On the Fence (part 1 of 2)

Sunday, December 19, 2010
Should you go out on a date with someone you pretty much know it won’t work out with? Not because he doesn’t look decently attractive or because you don’t think you’ll have anything to talk about, but because of one of those likely insurmountable issues that you know about in advance. Like he lives in Canada. I’m sure the answer depends on the particular situation.
So here’s mine.

I’ve exchanged a few emails with a guy on OK Cupid, and he’s one of those performer types, which means we have completely opposite schedules. He actually put in his profile that he’s run into trouble with 9-5 gals, who won’t stay out past 10p. He’s proposed going to a comedy show followed by his buddy’s bar. Tonight. Sunday night.

My immediate thought was that it sounded like a late night, for a school night. I’m normally sleeping around 10p on Sundays, plus I’ve been trying to get up and work out in the morning. And then I thought, that’s exactly what he had written in is profile. I'm a 9-5 gal.

I probably shouldn’t have even responded to The Performer's first email, because I’m a realist, and I’ve dated this type before. I remember it being sort of impossible to spend time with that guy, because as a musician he was always at work during my free time, and I was always sleeping (or working) during his. We didn’t have enough schedule overlap and it wasn’t something that could be fixed without one of us drastically changing our lifestyle.

I did engage in conversing with this new guy, though, because there’s always that voice in the back of my head (or maybe it’s coming from my friends) saying that “this could be the one” or “what would it hurt to just go meet him and see”.

I am surprisingly torn. I would like to meet him and I’ve been wanting someone to hang out with (although I was hoping for sushi snacks). Maybe I shouldn’t look a gift horse in the mouth. But let's say I stay out late(r) than I would normally to see if we have a connection. What then? I hate to end something before it starts, but I like going to bed early. I don’t send emails at 4:50am, which is when I got his date invite. The last time I saw that time it was Tuesday morning, and I was heading to spin class, not heading back from the bars.

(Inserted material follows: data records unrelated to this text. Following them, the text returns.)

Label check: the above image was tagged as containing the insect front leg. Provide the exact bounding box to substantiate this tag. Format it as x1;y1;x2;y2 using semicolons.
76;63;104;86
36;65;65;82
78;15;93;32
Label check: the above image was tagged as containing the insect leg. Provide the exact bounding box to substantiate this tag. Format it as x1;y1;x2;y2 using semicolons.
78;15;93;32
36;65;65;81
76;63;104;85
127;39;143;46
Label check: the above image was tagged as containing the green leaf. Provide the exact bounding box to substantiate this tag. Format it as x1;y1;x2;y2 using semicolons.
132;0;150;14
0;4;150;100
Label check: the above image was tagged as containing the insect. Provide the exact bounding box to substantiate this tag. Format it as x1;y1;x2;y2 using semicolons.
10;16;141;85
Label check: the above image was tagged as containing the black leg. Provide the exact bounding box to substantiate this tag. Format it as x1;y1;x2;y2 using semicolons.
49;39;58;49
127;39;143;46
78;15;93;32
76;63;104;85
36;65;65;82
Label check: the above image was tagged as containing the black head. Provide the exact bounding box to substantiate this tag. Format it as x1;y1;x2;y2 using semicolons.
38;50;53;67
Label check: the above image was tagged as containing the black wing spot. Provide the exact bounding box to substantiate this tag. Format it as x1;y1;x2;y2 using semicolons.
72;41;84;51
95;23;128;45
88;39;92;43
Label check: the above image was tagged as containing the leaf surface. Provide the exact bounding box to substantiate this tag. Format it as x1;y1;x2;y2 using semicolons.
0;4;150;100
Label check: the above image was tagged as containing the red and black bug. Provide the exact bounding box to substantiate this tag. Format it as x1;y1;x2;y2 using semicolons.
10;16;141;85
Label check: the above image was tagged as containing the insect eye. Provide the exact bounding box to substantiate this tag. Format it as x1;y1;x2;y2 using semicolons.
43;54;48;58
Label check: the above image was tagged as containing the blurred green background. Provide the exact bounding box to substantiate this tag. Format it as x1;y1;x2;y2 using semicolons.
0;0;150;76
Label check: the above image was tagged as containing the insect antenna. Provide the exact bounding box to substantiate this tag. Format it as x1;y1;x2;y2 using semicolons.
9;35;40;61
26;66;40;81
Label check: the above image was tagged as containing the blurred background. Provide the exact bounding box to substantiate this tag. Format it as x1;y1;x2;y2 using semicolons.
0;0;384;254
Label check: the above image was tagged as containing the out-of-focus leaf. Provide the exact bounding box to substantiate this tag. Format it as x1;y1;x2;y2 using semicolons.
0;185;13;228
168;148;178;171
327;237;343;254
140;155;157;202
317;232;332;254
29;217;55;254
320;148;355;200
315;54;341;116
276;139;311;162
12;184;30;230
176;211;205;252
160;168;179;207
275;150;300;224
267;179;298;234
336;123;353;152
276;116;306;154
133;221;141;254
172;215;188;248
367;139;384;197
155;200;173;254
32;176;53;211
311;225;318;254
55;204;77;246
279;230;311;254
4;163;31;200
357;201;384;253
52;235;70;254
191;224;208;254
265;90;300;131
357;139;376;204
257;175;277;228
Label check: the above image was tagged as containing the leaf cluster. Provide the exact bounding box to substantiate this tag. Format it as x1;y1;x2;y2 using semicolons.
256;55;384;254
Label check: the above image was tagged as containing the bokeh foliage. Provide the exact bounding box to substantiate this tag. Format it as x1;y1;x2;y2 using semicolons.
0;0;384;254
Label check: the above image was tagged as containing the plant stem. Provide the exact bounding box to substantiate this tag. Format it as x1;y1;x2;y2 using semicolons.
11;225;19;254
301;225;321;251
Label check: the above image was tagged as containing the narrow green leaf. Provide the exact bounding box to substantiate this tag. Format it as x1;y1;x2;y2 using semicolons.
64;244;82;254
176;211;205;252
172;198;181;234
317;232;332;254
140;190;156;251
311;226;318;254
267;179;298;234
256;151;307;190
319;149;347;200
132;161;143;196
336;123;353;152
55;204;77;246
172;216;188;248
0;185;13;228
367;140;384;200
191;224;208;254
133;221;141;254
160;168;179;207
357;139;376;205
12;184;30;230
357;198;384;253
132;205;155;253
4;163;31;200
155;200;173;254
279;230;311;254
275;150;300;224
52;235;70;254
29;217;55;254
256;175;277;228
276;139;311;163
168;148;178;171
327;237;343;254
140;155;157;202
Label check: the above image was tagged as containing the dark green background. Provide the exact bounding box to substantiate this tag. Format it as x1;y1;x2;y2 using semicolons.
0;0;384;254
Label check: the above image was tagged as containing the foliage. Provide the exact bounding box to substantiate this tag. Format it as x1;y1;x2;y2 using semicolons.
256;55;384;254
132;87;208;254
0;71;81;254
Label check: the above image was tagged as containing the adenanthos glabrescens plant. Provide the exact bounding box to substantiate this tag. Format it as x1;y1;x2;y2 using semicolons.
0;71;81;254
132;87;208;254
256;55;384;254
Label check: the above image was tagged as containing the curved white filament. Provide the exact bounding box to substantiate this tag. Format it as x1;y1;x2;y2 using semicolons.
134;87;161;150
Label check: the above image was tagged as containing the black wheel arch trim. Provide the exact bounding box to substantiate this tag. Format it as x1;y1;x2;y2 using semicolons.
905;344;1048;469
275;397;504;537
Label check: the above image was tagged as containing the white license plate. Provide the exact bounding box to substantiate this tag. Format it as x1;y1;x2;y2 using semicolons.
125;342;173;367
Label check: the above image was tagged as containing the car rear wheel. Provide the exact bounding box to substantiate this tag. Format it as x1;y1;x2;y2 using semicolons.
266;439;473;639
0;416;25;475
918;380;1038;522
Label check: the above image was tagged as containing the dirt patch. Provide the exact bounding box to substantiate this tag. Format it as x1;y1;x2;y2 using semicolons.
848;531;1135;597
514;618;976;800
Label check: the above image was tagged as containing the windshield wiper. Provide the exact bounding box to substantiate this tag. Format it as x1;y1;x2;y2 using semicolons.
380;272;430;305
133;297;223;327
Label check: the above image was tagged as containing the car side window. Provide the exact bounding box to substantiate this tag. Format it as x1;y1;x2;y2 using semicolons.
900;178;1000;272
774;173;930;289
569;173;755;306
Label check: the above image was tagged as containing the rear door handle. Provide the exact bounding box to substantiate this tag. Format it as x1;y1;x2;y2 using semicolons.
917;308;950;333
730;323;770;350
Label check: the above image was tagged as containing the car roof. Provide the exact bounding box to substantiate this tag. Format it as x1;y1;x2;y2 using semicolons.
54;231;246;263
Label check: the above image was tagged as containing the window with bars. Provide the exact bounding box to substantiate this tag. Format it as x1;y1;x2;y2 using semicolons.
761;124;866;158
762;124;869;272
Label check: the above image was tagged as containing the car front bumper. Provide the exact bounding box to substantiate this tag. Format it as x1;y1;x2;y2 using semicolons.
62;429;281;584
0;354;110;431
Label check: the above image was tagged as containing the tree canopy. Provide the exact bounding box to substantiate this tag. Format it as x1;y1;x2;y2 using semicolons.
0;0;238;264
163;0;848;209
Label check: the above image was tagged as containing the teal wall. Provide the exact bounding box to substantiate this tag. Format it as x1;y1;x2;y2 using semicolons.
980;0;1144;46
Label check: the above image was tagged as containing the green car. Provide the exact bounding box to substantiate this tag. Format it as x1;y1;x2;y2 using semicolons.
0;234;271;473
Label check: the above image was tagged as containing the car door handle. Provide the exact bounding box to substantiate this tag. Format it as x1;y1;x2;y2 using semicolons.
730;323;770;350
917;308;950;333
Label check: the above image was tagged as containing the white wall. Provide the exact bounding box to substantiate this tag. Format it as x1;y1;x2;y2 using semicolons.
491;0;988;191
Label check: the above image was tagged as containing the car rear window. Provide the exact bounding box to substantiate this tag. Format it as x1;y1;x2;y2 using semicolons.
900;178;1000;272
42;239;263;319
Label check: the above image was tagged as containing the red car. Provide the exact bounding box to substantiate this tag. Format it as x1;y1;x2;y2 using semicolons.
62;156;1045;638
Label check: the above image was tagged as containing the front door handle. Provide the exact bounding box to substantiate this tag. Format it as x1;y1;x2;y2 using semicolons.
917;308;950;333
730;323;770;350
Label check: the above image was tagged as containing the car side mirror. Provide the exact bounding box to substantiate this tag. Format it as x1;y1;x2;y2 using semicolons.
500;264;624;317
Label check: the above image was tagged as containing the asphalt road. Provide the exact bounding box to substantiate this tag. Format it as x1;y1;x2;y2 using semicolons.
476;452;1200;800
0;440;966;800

Had I thought of this earlier I could have used a blog poll and solicited feedback from you, dear readers. As it stands, I should have already decided. Guess I’m headed out for a run. It’s the best self-deciding mechanism I have.

2 comments:

jo said...

that's a tough one. sounds like at best, this is just going to be a "just friends" thing. i guess it depends on whether you feel like changing your schedule for the night. so what did you decide?

Anonymous said...

I would probably want to start something with the hope of romantic love. But knowing all that I know now, I wouldn't. It might be fun in the beginning, but you'll be tired a lot of the time...which in my case leads to extreme grumpiness...which usually leads to the demise of the relationship. Just my humble opinion. I'm curious to see what you end up doing!!!